Bugün güzel bir gün… Bir çok genç “usta” olduklarını kanıtladılar, onaylarını aldılar…
İstanbul Bilgi Üniversitesi’’nde MBA öğrencilerinin “bitirme tezi” sunumları vardı. Onlarca genç arkadaş, aylardır hazırladıklarını sundular. (Usta = Master)
CRM konusunda 2 sunum vardı. (Bir tane de sunum yapılmayan çalışmayı yönetme şansına ve keyfine ulaştım bu sene)
Öğrencinin bitirme tezi konusunda kendisine ve çalıştığı kuruma faydalı olabilecek bir çalışma yapmasını şart koşuyorum. Konu seçerken, çalışılan kurum ile birlikte hareket edilmesini, kurumun ihtiyaç duyduğu yönde bir çalışma yapılmasını istiyorum. Bu doğrultuda, kurumdan destek alması ve kurum verilerini kullanması gibi beklentilerim var.

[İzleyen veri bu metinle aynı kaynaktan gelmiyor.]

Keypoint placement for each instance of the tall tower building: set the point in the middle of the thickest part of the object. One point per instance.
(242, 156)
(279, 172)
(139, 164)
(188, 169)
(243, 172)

Dolayısıyla yönetme mutluluğuna eriştiğim tüm çalışmalar “iş hayatının içinden” idi. Zaten Bilgi’de “okul için değil yaşam için öğrenmeliyiz” diyoruz.
Bir tanesi B2B faaliyet gösteren firmanın “müşteri bilgi ekranı” tasarımı konusundaydı. Satış elemanının, müşteri ihtiyacını en fazla karşılamasını sağlayan ekran tasarlanmıştı. Firmanın Avrupa’daki genel merkezi, çalışma konusunda takdirlerini bildirdi. “Belki Avrupa’da da uygularız” dedi.
Biri, sadakat kartlarını konu almıştı. Kartını kullanan, yüksek ciro yapan ama isim ve adresini kaydettirmeyen müşterileri hedefledi. Onların kayıt olmalarını sağlayacak çeşitli kampanyalar tasarladı. Bunların büyük kısmı, yakında devreye alınacak.
Diğeri, yelpazesi çok geniş bir spor ürünleri mağazasının CRM yolculuğuna çıkmadan önceki durumunu saptadı. CRM’de “Sıfırıncı Aşama” diyoruz. Daha yola çıkmadan önce yapılması gerekenleri listeliyor. Sorunların tespit edilmesi ve doğru patikaların önerilmesini kapsıyor.
Başta Canan Uluşahin, Hilal Cura ve Selcan Alkaya olmak üzere bugün ustalık düzeyine ulaştığını belgeleyen herkesi tebrik ediyor, başarılarının devamını diliyorum.